Saturday, May 16, 2015

Dutch court approves family assisted suicide.

This article was originally published on May 13 by Wesley Smith on his blog.
Wesley Smith

By Wesley Smith

Any media story about Dutch euthanasia is generally accompanied by the blithe and false assurance of medicalized killing being governed by “strict guidelines.” What a joke, given that death doctors kill disabled babies in their cribs, the elderly “tired of life” and the mentally ill, along with the dying and disabled. 

One of the guidelines that has actually been enforced is the requirement that doctors do the deed and be present for the homicide/suicide.  

But euthanasia activists always want more. In recent years, there has been political agitation to allow families to help kill their relatives. And now a court has apparently okeyed the practice.

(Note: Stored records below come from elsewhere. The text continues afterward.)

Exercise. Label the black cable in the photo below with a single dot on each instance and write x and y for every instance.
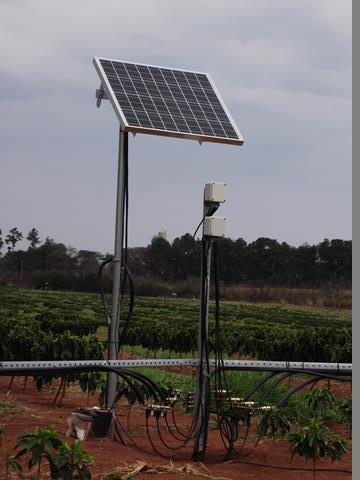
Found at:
(102, 293)
(212, 209)
(302, 469)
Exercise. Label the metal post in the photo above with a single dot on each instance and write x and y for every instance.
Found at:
(119, 229)
(201, 404)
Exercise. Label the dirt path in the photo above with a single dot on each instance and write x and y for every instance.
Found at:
(34, 409)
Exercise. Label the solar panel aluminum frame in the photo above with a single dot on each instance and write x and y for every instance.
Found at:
(167, 133)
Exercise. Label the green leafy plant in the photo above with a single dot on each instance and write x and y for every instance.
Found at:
(314, 440)
(345, 411)
(274, 422)
(70, 462)
(39, 444)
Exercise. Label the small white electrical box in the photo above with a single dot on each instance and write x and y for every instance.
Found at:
(214, 226)
(214, 192)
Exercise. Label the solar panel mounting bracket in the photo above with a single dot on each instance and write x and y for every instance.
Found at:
(100, 95)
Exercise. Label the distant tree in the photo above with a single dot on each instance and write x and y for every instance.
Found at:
(12, 238)
(186, 257)
(88, 261)
(160, 257)
(33, 238)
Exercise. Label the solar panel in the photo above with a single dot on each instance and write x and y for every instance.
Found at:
(166, 101)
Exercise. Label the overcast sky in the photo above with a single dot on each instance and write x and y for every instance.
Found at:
(283, 68)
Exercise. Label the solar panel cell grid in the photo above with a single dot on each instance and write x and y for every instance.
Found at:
(168, 100)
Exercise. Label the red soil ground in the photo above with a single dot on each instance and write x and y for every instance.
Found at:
(35, 408)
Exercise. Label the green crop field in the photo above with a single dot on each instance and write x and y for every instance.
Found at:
(59, 325)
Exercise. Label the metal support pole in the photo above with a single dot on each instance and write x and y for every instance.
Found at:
(201, 404)
(113, 332)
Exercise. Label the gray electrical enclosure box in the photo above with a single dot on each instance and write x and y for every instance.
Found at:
(214, 192)
(214, 226)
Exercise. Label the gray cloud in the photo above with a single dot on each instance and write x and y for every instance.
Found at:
(283, 68)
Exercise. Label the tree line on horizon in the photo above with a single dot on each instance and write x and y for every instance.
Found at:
(263, 262)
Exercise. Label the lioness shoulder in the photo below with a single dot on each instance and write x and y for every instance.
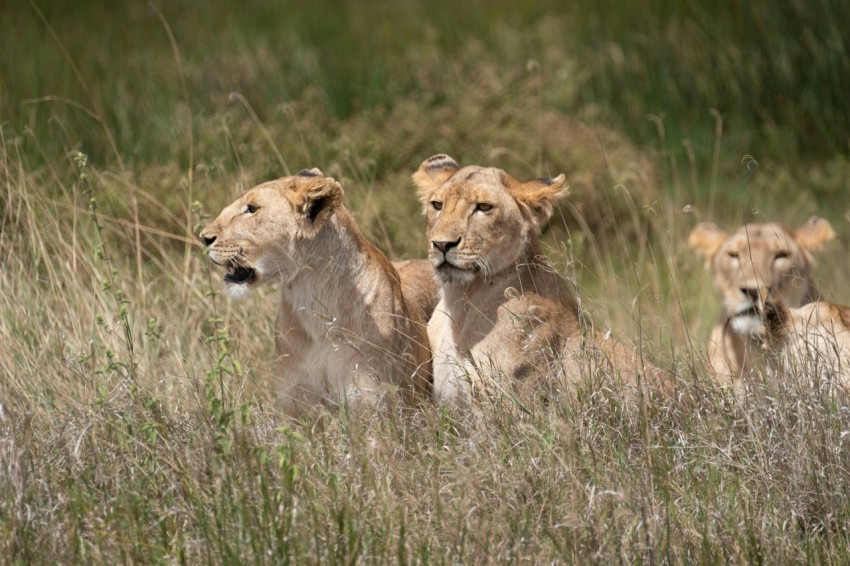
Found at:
(345, 329)
(747, 263)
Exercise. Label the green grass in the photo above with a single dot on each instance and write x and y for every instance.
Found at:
(137, 423)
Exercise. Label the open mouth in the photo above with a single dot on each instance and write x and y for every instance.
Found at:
(240, 275)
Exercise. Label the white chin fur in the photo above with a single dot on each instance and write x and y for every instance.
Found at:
(747, 324)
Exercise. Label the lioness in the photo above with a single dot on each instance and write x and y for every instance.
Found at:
(345, 327)
(810, 344)
(755, 259)
(504, 318)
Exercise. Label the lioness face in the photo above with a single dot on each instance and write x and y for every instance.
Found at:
(760, 261)
(257, 236)
(479, 219)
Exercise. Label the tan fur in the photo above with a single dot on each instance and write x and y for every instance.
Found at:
(345, 329)
(504, 319)
(756, 259)
(808, 344)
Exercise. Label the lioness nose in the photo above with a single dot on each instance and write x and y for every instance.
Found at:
(445, 246)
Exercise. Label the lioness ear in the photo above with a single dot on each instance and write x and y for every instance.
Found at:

From the New York Times story
A Dutch appeals court has cleared a man of any criminal responsibility for helping his 99 ­year ­old mother take her own life — a case that aimed to create precedents for assisting suicide in a country where euthanasia already is legal under certain circumstances.  
Judges in Arnhem said Albert Heringa should not be prosecuted for helping his mother die in 2008. They said Wednesday he had to make a decision between obeying the law against assisting suicide and his “unwritten moral duty” to help his mother achieve her wish for “a painless, peaceful and dignified death.” 
Oh, and here’s the mandatory baloney media assurance about strict guidelines: 
While euthanasia has been legal in the Netherlands for years if carried out under strict conditions by a physician, assisted suicide by a friend or relative of the person who wants to die remains illegal.  
Media malpractice aside, this is precisely how doctor-administered death started in the Netherlands–with a court ruling allowing a doctor to disobey the law. 

As I always say: The culture of death is never satiated, it never says “enough.”